Читаем Моральный вирусолог полностью

 Shawcross broke into a sweat. The sinners next door moaned as if already in Hell, the thin dividing wall vibrated, the wind rose up to shake the dark trees and rattle his window. What was this wild idea in his head? A true message from God, or the product of his own imperfect understanding? He needed guidance! He switched on his reading lamp and picked up his Bible from the bedside table. With his eyes closed, he opened the book at random.

 He recognised the passage at the very first glance. He ought to have; he'd read it and reread it a hundred times, and knew it almost by heart. The destruction of Sodom and Gomorrah.

 At first, he tried to deny his destiny: He was unworthy! A sinner himself! An ignorant child! But everyone was unworthy, everyone was a sinner, everyone was an ignorant child in God's eyes. It was pride, not humility, that spoke against God's choice of him.

 By morning, not a trace of doubt remained.

 Dropping paleontology was a great relief; defending Creationism with any conviction required a certain, very special, way of thinking, and he had never been quite sure that he could master it. Biochemistry, on the other hand, he mastered with ease (confirmation, if any was needed, that he'd made the right decision). He topped his classes every year, and went on to do a PhD in Molecular Biology at Harvard, then postdoctoral work at the NIH, and fellowships in Canada and France. He lived for his work, pushing himself mercilessly, but always taking care not to be too conspicuous in his achievements. He published very little, usually as a modest third or fourth co-author, and when at last he flew home from France, nobody in his field knew, or would have much cared, that John Shawcross had returned, ready to begin his real work.

 Shawcross worked alone in the gleaming white building that served as both laboratory and home. He couldn't risk taking on employees, no matter how closely their beliefs might have matched his own.

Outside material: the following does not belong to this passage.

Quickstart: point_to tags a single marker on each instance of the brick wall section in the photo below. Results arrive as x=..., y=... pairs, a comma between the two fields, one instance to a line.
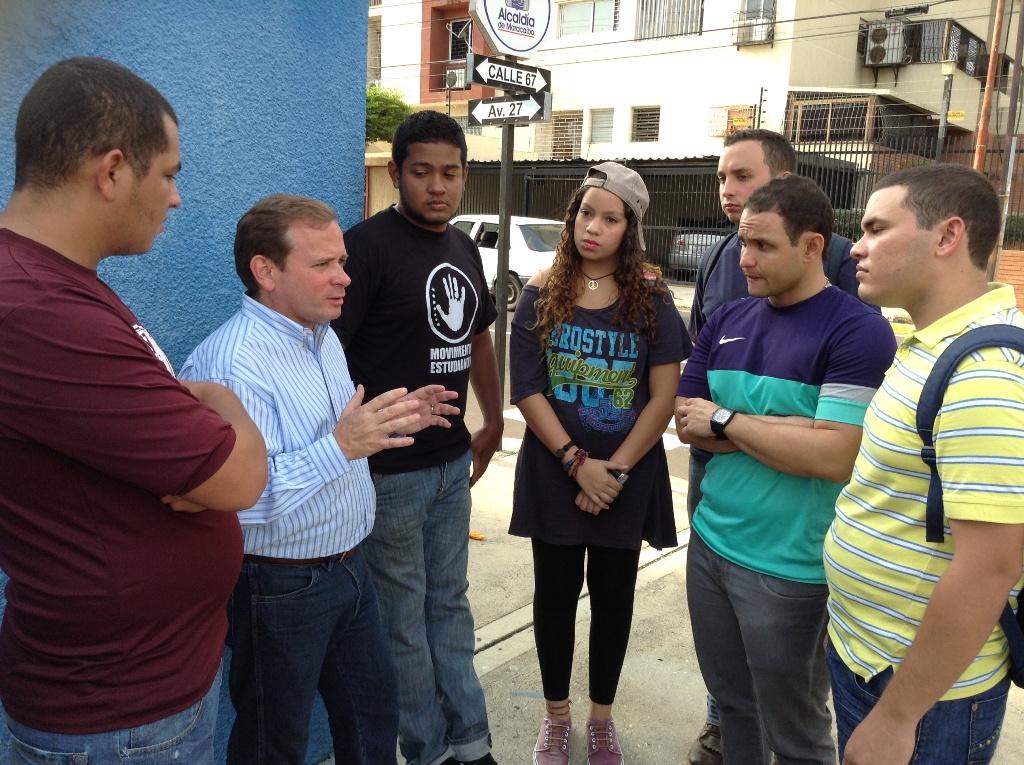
x=1012, y=272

He hadn't even let his parents in on the secret; he told them he was engaged in theoretical molecular genetics, which was a lie of omission only - and he had no need to beg his father for money week by week since, for tax reasons, twenty-five percent of the Shawcross empire's massive profit was routinely payed into accounts in his name.

 His lab was filled with shiny grey boxes, from which ribbon cables snaked to PCs; the latest generation, fully automated, synthesisers and sequencers of DNA, RNA, and proteins (all available off the shelf, to anyone with the money to buy them). Half a dozen robot arms did all the grunt work: pipetting and diluting reagents, labelling tubes, loading and unloading centrifuges.

 At first Shawcross spent most of his time working with computers, searching databases for the sequence and structure information that would provide him with starting points, later buying time on a supercomputer to predict the shapes and interactions of molecules as yet unknown.

 When aqueous X-ray diffraction become possible, his work sped up by a factor of ten; to synthesise and observe the actual proteins and nucleic acids was now both faster, and more reliable, than the hideously complex process (even with the best short-cuts, approximations and tricks) of solving Schr"odinger's equation for a molecule consisting of hundreds of thousands of atoms.

 Base by base, gene by gene, the Shawcross virus grew.

As the woman removed the last of her clothes, Shawcross, sitting naked on the motel room's plastic bucket chair, said, "You must have had sexual intercourse with hundreds of men."

 "Thousands. Don't you want to come closer, honey? Can you see okay from there?"

 "I can see fine."

 She lay back, still for a moment with her hands cupping her breasts, then she closed her eyes and began to slide her palms across her torso.

 This was the two hundredth occasion on which Shawcross had paid a woman to tempt him. When he had begun the desensitising process five years before, he had found it almost unbearable. Tonight he knew he would sit calmly and watch the woman achieve, or skilfully imitate, orgasm, without experiencing even a flicker of lust himself.

 "You take precautions, I suppose."

 She smiled, but kept her eyes closed. "Damn right I do. If a man won't wear a condom, he can take his business elsewhere. And I put it on, he doesn't do it himself. When I put it on, it stays on. Why, have you changed your mind?"

 "No. Just curious."

 Shawcross always paid in full, in advance, for the act he did not perform, and always explained to the woman, very clearly at the start, that at any time he might weaken, he might make the decision to rise from the chair and join her. No mere circumstantial impediment could take any credit for his inaction; nothing but his own free will stood between him and mortal sin.

 Tonight, he wondered why he continued. The "temptation" had become a formal ritual, with no doubt whatsoever as to the outcome.